Once upon a time in Anatolia: la vida está en otra parte | Ferdinand Jacquemort
Cuando era algo más joven (o simplemente joven), cuando creía que podía ser escritor, escribir. Cuando leía. Mucho (o tal vez solo a menudo). Entonces, de vez en cuando, me asaltaban las dudas, la inquietud. Demasiados días sin palabras o demasiadas palabras que no decían nada. Cuando escritura y lectura (que son una misma cosa) se agotaban y sentía como un extraño temor, entonces cogía un libro de Chéjov, sin importar cuál. Durante años aquel gesto me devolvía la esperanza y pensaba, como pienso, que no se puede vivir sin Chéjov.
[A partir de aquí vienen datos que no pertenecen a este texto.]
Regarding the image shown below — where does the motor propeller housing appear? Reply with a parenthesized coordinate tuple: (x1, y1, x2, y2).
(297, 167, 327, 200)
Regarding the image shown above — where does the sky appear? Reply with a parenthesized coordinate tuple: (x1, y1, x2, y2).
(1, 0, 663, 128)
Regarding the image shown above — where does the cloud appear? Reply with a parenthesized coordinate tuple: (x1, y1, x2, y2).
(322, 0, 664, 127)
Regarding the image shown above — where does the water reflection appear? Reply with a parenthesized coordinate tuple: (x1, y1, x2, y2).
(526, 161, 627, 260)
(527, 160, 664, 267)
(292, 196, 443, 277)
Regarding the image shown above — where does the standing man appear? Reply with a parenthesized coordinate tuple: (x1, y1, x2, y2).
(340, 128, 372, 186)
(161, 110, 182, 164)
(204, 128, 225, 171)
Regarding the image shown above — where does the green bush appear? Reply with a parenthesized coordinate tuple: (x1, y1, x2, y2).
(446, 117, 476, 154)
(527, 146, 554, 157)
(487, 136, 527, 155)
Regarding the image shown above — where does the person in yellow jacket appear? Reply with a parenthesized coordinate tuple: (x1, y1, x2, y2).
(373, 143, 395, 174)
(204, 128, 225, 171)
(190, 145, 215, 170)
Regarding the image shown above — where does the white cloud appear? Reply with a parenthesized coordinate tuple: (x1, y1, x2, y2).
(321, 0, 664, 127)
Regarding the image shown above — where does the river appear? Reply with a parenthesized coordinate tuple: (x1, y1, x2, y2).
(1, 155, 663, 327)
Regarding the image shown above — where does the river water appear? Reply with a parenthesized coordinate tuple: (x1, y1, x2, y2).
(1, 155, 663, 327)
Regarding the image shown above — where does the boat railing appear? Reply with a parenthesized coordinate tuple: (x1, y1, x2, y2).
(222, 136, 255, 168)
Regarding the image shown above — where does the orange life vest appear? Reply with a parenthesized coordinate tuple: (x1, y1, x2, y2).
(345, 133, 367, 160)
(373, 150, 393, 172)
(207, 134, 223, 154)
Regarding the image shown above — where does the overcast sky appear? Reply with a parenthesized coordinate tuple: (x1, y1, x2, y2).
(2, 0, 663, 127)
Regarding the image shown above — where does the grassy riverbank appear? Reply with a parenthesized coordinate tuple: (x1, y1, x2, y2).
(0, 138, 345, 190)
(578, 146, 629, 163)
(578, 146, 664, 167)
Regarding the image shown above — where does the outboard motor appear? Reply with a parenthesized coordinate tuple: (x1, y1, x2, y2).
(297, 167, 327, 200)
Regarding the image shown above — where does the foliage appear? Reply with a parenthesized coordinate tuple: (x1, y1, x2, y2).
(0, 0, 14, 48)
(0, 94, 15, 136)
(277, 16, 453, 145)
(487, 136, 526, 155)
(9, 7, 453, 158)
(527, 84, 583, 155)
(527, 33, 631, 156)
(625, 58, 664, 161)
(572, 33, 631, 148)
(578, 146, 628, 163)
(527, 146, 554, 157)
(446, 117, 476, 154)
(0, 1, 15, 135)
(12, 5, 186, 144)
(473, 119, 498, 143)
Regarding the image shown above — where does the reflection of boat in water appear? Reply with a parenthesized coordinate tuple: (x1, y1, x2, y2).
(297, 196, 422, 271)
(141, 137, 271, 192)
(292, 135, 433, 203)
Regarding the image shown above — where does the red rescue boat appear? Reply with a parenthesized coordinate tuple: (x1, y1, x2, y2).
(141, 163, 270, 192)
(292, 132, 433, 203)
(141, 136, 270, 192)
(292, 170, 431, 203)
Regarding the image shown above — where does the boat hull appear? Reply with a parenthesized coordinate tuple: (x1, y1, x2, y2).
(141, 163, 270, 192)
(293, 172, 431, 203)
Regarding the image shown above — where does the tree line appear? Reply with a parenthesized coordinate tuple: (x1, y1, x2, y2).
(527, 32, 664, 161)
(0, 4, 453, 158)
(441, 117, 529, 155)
Anatolia es como aquellas estepas rusas: nunca podría señalarlas con precisión en ningún mapa. Algo que ocurrió en Anatolia, solo por eso, se convierte en un acto fantástico. Vemos avanzar unos coches por aquellos lugares desiertos, monocromáticos (que nos recuerdan otros lugares desérticos y otros atardeceres), seguimos a un grupo variado de personajes en su búsqueda, entendemos, de un cadáver. Pero todos los lugares se confunden: un árbol es igual a otro árbol, una fuente es igual a otra fuente. Y mientras todo parece ser lo mismo, mientras todos ellos hablan de cosas que podrían ser dichas en Anatolia o en cualquier otro sitio, el tiempo pasa. Lentamente, pero sin detenerse ni un único instante.
Nuri Bilge Ceylan contó en una conversación que esta película hablaba de un doctor que existió realmente, conocido por uno de sus guionistas. Del mismo modo, ese caso de asesinato ocurrió. Entonces, un poco por todos lados, metieron referencias a la obra de Chéjov. Y cuando todo terminó, Once upon a time in Anatolia quedó como la segunda mejor adaptación que se hizo nunca del escritor ruso.
Desde los catorce años hasta no recuerdo cuándo, cada año veía al menos una vez Ojos negros, de Nikita Mihalkov. En la pared de mi habitación tenía un cartel de la película que había comprado en Rosebud y, algo después, el primer libro que me leí en italiano fueron las memorias de Suso Cecchi d’Amico. Las obsesiones, supone uno, son así. Quería ser como Mastroianni: hacer sus gestos, ser tan mentiroso como él, tener a todas esas mujeres y estar triste por todo. Porque aquel Romano Patroni, en el fondo (o no tan en el fondo), era un perdedor que de derrota en derrota, como decía Apollinaire, había buscado la victoria. Si Ojos negros era una adaptación perfecta de Chéjov no era por ser una perfecta reducción del universo de este a los límites de una película, sino porque al acabar aquella nos dejaba con la misma tristeza que nos podían dejar relatos como Casa con desván.
Quizás, al encontrarnos con una película como Once upon a time in Anatolia, lo primero que deberíamos preguntarnos es por eso, por el significado o el sentido que tiene adaptar la literatura al cine, las palabras al tiempo.
La película se convierte en un viaje, en la distancia que separa un atardecer del día que vendrá. El tiempo se dilata (en su contracción) y en esa deriva nos vamos dando cuenta, palabra a palabra, gesto a gesto, imagen a imagen, que buscando una cosa se puede acabar por encontrar otra, que en realidad esta no es la historia de la búsqueda de un asesinado (ninguna intriga), sino la búsqueda de una razón, de un sentido a un gesto del pasado. Se puede morir de muchas maneras y también matar de otras tantas y el tiempo rara vez borra algo. Chejovianamente, todo permanece, todo el mal que hemos hecho, todo el bien, en algún lugar, tal vez en alguna persona a la que nunca volvimos o no volveremos a ver.
Cuando Jirí Menzel adaptó una vez más a Bohumil Hrabal y a sus palabristas, cuando se trataba de trasladar de algún modo todas esas conversaciones fruto del azar, esas historias que se atropellan o van dejándose caer (como perlitas en el fondo del mar), eligió el silencio. Trenes rigurosamente vigilados era una sucesión de silencios punteados por el sonido del reloj de la estación. Nuri Bilge Ceylan entendió del mismo modo que Chéjov no está en lo que cuenta, sino en algún remoto y desconocido rincón de nosotros, que sus relatos, teatro, novelas, en fin, lo que sea, hablan de algo tan ruso como el alma, ese lugar que queda en alguna parte de nuestro interior, en algún hueco entre huesos, músculos y órganos, quién sabe. Y que para llegar ahí, para acceder a ese espacio, a lo que de esencial tiene, hay que frecuentar los instantes más breves, los detalles más pequeños. Entonces, dulcemente, la vida aparece trayéndote unos vasos de té, durante un corte de luz, en una remota casa con patio.